A recent article in Reuters points to a few trends relating to divorcing couples and how the split affects their parents. According to the article, the AARP reported that a quarter of grandparents spend more than $1,000 a year on their grandchildren, and 37 percent help cover daily living expenses. However, grandparents’ rights to spend time with their grandchildren have become increasingly smaller since 2000 when the U.S. supreme court ruled in Troxel v. Granville. The court struck down a Washington state law that allowed courts to order visitation rights for grandparents in the child’s “best interest.” Many states since then have followed suit and struck down similar laws.
Grandparents’ contributions are very important to American families, but their rights to see their grandchildren post-divorce don’t always seem to match the time and money they invest.
Grandparents in California can file for visitation rights if: the parents live separately, a parent’s whereabouts are unknown, the child has been adopted by a stepparent or the child does not live with either parent. Generally, the judge may grant gradnparents who live close by a few hours each week and one weekend a month if it’s in the child’s best interest. Grandparents who don’t live nearby might receive two or three visits per year. In California, the court must find that the grandparents had a preexisting relationship with the grandchild. But if both parents determine that the grandparents don’t deserve visitation, the court will probably believe that to be in the child’s best interest.
During a divorce, multi-generational families might fight over money with grandkids as the stakes. Before or after a divorce, if a grandchild lacks necessities, a grandparent can step in and help financially. Judges differ on how they evaluate those financial gifts.
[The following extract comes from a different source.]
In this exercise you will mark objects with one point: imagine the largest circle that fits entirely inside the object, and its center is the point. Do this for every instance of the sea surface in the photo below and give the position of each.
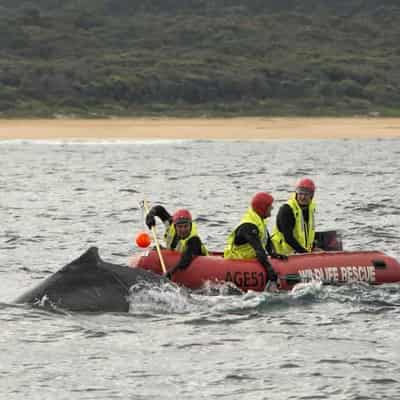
(317, 342)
For example, if a stay-at-home mom is continually receiving financial support from her parents to spend on her children, be warned that a judge may decide her estranged husband could pay less in child support or spousal support.
Another issue grandparents face during a divorce is emotional blackmail. Parents may hint to their in-laws that they need something in return for visitation rights to see their grandkids. A solution to this may be to invite the parent over as well, or invite the parent and his/her kids on a vacation. If the parent isn’t fond of spending time with the grandparents, he/she may allow the visit to avoid having to confront the in-laws.
Divorce can be a sticky situation, to say the least, particularly when it involves many generations of people in a family. When it’s in the child’s best interest, hopefully grandparents are able to spend quality time with their grandkids, regardless of the marital status of the parents.